Beam Suntory and Frucor Suntory will form a AU$3 billion (US$1.96bn) spirits and no-alcohol venture in Australia and New Zealand.

Suntory Oceania’s portfolio includes Canadian Club whisky and Jim Beam Bourbon

Suntory’s spirits arm, Beam Suntory, and its Frucor soft drinks division have partnered to launch Suntory Oceania.

The collaboration will see the creation of the fourth-largest ANZ (Australia and New Zealand) beverage group in Oceania, the Japanese conglomerate said.

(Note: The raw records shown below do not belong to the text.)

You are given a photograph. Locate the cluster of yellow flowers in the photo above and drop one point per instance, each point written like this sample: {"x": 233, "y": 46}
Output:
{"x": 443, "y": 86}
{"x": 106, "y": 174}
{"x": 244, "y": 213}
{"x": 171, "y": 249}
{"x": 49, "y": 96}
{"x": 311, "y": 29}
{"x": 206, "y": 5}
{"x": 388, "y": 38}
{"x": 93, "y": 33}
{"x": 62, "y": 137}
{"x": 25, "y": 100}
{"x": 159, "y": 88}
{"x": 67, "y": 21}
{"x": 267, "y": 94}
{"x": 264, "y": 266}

Mark Hill, managing director of Beam Suntory Oceania, said: “This collaboration demonstrates our belief in the growth potential of the Australian and New Zealand markets. When other businesses are pulling back, we are forging ahead, bringing Suntory’s spirit of bold ambition to life.”

The new venture will mean end-to-end control of Suntory’s portfolio in the markets, including manufacturing, sales, and distribution. The company will continue to work with Coca-Cola Europacific Partners in the region until 2025.

“With Suntory Oceania, we are looking to the future with optimism and a wholly owned platform from which to build the long-term growth of our brands for years to come,” Hill explained. “It is the perfect opportunity for us to build upon the strength of Suntory as the global leader across the beverage sector.”

Suntory Oceania’s portfolio will include Jim Beam, Maker’s Mark Bourbon, Japanese whisky Hibiki, Canadian Club whisky, and ready-to-drink brand -196, alongside soft drinks such as V Energy, Maximus, and Suntory Boss Coffee.

Frucor Suntory CEO Darren Fullerton added: “With the ability to accelerate our growth trajectory, we strongly believe it will redefine market dynamics and offer more consumer beverage moments from sunrise to sunset, unlocking innovation for our customers across retail and hospitality industries.”

New AU$400m net-zero site

Furthermore, the group will construct a AU$400 million (US$260.8m) net-zero facility in Ipswich, Queensland, said to be the ‘largest’ investment in the fast-moving consumer goods (FMCG) space in Australia in more than a decade.

The new site will become home to additional beverage processing, packaging, warehousing, and distribution, complementing the group’s current manufacturing site in Auckland.

The Queensland facility is expected to be in operation by mid-2024 with the ability to produce 20m cases initially and more than 50m cases in the future.

Fullerton added: “The new site sets the industry standard in terms of investment into sustainable technologies to drive efficiency and minimise our carbon footprint.

“We are looking at a multi-pronged strategy through a CleanCo solar power purchase agreement, over 14km of solar panels on site, biomass boiler and state-of-the-art production equipment.”

Suntory will also hire more than 400 workers as the new venture becomes operational from mid-2025 in Australia, and from 2026 in New Zealand.

Beam Suntory saw net sales increase by 10.5% in 2022, with double-digit growth in Oceania.